Demurrers were sustained to the first, second, fifth and sixth paragraphs of the answer, and each of these rulings ■ is assigned for error.
The first and second paragraphs were sworn to, and are treated by the appellants as being denials of the execution of the note by them. They contain an extraordinary amount of surplusage, and irrelevant matter, and it would be a profitless extending of this opinion to recite them fully. They are, in legal effect, exactly the same—the substance of each being that the note was, in fact, made by their co-defendant to the plaintiffs, whose guardian he was, without any consideration moving to the. co-partnership. It does not appear, from either of these paragraphs, that their co-partner, in executing the note, exceeded his authority in the use of the name of the firm—the consideration or purpose of the note not being alleged. It does not, as is assumed in the argument, appear by averment that it was for a loan of the money of the plaintiff's, which the guardian and co-partner applied to his own private use. We construe the paragraphs as simply averring a want of consideration for the note. They were each good, therefore; but inasmuch as the third paragraph, upon which an issue was formed, presented the same defense, the error in sustaining the demurrers to the first and second was harmless. Any two of the three paragraphs might have been properly stricken out on motion.
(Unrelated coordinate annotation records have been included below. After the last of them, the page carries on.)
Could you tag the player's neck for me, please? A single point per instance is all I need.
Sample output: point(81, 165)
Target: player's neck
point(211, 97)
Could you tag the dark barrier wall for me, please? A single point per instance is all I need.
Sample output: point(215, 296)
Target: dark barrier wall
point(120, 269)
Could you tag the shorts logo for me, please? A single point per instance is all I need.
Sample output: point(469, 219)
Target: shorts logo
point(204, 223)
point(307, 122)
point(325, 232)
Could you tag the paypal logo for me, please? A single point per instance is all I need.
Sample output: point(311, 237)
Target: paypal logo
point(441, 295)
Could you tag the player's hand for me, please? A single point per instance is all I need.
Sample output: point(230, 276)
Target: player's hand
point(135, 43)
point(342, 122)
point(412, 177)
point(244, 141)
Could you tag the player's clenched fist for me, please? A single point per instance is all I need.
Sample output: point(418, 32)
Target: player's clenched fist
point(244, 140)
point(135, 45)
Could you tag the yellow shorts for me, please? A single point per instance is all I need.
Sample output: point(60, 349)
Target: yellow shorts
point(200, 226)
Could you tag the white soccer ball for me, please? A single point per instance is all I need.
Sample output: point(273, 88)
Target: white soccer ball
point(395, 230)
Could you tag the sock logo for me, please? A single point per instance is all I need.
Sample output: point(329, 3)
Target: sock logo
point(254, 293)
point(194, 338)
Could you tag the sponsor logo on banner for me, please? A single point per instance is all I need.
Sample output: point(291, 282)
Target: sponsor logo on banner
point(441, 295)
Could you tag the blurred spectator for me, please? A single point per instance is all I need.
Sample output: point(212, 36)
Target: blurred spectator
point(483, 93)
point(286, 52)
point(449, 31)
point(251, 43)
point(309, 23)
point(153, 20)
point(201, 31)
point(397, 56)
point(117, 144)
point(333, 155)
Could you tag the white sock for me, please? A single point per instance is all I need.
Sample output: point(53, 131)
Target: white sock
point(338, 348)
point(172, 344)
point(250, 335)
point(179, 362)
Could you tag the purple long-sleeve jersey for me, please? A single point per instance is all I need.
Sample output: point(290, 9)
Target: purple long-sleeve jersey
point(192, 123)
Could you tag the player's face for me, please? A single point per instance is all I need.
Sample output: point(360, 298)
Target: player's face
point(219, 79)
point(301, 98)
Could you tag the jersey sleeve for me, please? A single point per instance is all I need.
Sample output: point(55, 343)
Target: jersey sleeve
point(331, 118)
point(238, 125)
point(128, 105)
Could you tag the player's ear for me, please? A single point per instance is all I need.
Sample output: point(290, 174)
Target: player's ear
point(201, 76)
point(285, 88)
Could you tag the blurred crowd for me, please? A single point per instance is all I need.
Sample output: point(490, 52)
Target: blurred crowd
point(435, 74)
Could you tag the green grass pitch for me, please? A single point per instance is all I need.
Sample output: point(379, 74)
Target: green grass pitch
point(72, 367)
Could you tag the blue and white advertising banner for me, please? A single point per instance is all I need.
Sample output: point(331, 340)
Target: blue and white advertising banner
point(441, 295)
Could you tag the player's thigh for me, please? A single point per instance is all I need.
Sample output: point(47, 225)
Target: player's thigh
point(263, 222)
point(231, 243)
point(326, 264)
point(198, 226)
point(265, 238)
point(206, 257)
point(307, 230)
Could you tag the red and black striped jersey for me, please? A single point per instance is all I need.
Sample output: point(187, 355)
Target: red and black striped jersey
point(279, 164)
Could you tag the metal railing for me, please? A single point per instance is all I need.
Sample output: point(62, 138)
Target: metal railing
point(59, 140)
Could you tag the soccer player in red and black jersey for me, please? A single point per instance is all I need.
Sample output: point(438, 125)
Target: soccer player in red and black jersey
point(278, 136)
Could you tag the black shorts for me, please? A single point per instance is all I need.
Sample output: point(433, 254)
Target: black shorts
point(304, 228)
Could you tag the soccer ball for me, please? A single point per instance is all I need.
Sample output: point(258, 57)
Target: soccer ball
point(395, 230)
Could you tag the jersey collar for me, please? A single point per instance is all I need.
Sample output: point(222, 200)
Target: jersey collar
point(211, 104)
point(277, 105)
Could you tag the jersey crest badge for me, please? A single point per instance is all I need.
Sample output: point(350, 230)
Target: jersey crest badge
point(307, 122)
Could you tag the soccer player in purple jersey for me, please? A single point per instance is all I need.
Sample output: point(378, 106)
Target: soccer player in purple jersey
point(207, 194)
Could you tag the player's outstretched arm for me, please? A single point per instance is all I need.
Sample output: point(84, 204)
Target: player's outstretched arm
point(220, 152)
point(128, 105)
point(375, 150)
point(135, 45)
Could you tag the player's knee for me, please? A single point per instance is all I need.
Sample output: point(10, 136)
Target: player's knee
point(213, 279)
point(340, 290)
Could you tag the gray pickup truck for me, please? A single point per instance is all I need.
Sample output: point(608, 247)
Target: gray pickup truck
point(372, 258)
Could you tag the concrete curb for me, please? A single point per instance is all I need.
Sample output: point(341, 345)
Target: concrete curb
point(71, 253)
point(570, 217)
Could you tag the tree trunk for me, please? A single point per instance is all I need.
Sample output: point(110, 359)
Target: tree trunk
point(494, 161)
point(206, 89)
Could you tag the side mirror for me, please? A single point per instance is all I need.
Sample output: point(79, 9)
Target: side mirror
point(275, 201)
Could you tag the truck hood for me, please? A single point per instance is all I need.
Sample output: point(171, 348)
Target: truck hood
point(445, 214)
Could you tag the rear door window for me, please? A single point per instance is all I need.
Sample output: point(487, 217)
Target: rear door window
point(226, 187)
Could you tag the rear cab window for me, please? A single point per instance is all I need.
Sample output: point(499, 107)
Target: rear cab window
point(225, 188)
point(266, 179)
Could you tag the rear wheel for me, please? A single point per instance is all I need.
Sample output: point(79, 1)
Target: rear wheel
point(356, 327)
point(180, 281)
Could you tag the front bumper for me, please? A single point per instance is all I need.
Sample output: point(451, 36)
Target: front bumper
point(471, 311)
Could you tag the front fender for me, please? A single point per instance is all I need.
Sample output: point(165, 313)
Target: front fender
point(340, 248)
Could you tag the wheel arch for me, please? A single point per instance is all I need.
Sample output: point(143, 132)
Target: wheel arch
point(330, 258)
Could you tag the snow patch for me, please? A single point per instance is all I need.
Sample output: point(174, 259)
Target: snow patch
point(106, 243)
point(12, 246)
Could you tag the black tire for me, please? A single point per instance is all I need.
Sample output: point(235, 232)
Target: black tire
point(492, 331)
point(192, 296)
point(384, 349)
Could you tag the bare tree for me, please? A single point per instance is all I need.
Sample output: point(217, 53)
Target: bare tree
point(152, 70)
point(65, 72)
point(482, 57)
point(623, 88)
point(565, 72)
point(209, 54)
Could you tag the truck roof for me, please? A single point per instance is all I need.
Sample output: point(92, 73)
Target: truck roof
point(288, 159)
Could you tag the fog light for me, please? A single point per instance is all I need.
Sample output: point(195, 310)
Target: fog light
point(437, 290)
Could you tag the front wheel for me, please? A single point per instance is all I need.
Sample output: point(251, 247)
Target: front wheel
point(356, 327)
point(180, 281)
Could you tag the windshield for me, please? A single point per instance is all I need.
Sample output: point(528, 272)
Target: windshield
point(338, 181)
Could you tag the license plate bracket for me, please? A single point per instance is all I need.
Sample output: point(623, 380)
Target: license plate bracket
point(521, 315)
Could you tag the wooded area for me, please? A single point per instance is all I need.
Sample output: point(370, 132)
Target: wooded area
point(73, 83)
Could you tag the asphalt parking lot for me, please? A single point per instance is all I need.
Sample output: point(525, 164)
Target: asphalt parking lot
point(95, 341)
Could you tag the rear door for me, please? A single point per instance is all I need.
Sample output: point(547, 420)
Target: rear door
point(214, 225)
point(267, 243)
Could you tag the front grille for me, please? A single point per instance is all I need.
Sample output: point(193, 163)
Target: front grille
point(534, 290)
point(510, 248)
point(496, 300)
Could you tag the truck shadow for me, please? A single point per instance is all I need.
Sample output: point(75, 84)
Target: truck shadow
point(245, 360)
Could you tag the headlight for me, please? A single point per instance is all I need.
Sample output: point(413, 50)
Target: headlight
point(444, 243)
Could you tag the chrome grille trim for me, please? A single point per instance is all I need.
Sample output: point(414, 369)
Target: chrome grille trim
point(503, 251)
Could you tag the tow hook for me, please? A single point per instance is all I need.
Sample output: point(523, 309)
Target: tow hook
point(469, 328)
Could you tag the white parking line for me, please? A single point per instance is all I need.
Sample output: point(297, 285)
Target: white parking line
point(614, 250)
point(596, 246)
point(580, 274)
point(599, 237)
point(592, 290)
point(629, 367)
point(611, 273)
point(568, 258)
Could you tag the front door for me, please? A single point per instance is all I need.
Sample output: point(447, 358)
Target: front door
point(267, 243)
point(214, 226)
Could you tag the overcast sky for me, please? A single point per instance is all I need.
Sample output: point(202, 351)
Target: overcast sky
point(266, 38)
The fifth paragraph averred payment by the co-defendant, Shrewsbury, to the plaintiffs’ guardian. Inasmuch as the fourth, upon which an issue was formed, set up payment generally to the plaintiffs by their said co-defendant, there could, for the reason already stated as to the first and second, be no available error in sustaining the demurrer to the fifth paragraph. Payment to the plaintiffs’ guardian was payment to the plaintiffs. In law, the guardian was for that purpose their agent and representative.
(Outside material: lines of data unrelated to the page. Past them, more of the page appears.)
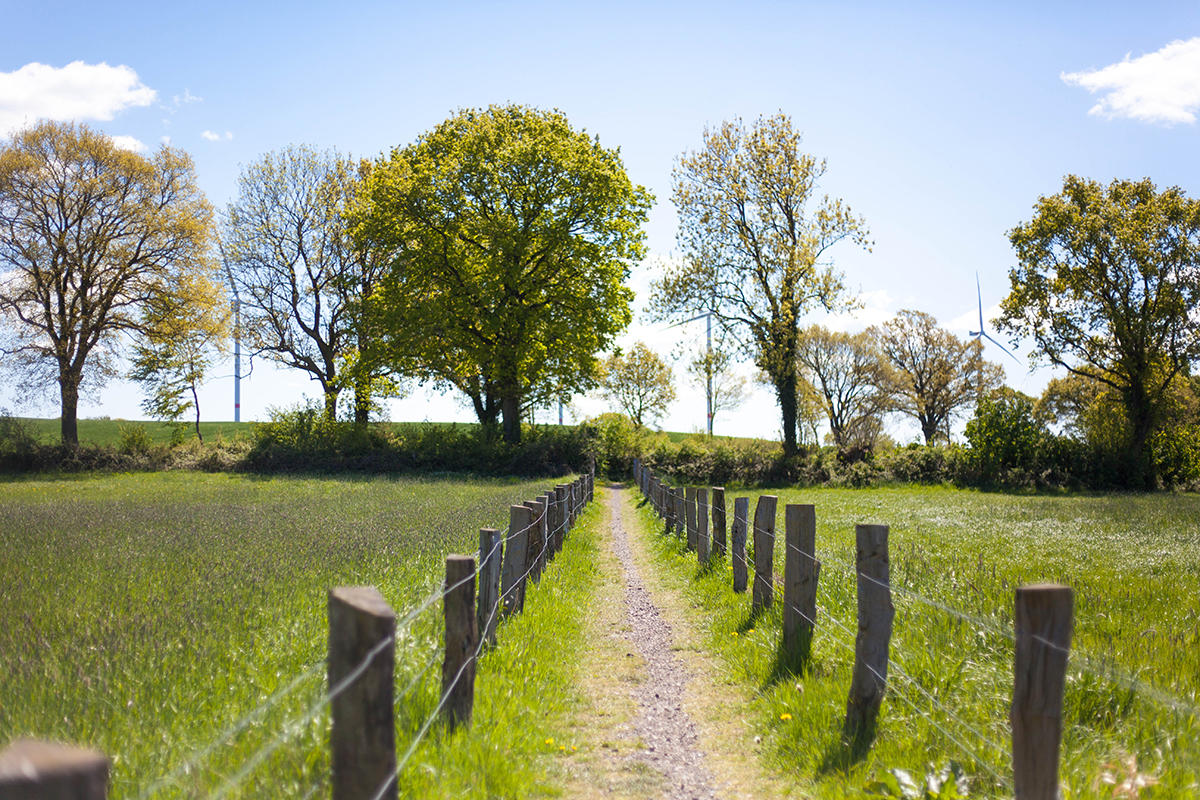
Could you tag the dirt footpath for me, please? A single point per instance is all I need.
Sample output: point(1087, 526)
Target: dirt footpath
point(657, 720)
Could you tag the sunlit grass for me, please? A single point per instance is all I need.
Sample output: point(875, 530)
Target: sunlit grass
point(145, 614)
point(1135, 666)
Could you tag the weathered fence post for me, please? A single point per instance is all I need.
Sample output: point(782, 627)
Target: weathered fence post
point(801, 573)
point(461, 641)
point(689, 510)
point(43, 770)
point(738, 542)
point(1044, 620)
point(875, 614)
point(719, 521)
point(763, 552)
point(537, 541)
point(363, 734)
point(563, 516)
point(551, 500)
point(515, 548)
point(491, 553)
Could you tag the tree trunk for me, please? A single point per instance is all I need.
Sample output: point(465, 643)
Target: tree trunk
point(69, 390)
point(361, 400)
point(196, 402)
point(330, 404)
point(786, 394)
point(510, 407)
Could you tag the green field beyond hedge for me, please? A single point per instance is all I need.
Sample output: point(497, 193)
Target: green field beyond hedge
point(145, 614)
point(955, 559)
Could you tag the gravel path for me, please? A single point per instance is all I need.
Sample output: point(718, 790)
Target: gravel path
point(664, 727)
Walker and Matthews, for appellants. II. W. Harrington and C. A. Korbly, for appellees.The counsel for the appellants do not, in their argument, ask us to consider the sufficiency of the sixth paragraph. We need not, therefore, discuss it, further than to say that we think it bad.
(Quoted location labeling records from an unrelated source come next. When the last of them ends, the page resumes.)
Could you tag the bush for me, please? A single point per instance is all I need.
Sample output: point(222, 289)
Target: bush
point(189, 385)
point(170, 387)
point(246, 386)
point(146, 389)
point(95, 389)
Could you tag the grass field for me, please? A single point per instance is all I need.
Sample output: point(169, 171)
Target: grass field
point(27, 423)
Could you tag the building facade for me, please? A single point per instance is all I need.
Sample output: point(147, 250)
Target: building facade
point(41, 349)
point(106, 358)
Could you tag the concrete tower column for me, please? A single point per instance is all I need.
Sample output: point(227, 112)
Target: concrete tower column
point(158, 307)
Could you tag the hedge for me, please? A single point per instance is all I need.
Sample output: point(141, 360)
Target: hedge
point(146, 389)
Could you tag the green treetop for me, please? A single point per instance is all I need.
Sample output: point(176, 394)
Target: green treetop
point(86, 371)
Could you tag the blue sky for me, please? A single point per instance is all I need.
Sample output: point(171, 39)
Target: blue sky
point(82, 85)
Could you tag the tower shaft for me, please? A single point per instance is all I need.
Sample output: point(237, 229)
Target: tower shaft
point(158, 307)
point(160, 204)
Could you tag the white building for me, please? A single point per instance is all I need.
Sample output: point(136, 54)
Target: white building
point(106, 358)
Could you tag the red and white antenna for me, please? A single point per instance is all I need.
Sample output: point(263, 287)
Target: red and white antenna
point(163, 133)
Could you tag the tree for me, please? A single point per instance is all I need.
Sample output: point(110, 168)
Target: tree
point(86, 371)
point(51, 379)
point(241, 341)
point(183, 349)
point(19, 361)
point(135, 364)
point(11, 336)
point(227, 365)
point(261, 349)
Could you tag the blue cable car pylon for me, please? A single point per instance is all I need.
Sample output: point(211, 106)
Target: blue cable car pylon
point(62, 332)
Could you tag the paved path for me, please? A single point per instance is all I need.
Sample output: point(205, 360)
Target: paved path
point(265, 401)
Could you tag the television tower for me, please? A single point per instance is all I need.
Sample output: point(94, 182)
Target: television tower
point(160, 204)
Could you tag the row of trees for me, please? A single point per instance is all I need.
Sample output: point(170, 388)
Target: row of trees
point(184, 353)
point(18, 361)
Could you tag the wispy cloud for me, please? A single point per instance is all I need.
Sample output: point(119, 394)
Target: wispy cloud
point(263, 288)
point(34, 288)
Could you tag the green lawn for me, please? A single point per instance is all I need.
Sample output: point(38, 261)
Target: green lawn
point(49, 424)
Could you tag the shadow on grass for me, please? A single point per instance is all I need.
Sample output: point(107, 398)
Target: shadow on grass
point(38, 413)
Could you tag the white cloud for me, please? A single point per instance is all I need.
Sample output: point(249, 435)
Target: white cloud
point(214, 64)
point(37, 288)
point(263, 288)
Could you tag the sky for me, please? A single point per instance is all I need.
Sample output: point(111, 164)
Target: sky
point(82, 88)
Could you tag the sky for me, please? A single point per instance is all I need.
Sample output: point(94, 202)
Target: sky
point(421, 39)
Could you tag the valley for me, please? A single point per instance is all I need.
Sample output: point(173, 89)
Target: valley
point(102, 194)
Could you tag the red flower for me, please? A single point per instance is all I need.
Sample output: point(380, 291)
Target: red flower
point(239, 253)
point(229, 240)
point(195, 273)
On the trial, evidence was offered by the appellants, and excluded by the court, tending to show that their co-partner had drawn from the firm, and applied to the use of his wards, money and property equal to the amount of the note; also, that at the dissolution of the co-partnership he retained, and still retains, assets of the firm greater in amount than the note.
We think that this evidence was properly rejected, in view of the issues being tried. Payment and want of consideration were the defenses to be proved. The evidence offered could not possibly tend to prove the latter. It could only be made pertinent to the question of payment, if at all, by other evidence not in the case,.as appears by the bill of exceptions containing all the evidence, nor was such other evidence proposed to be offered.
The judgment is affirmed, with costs.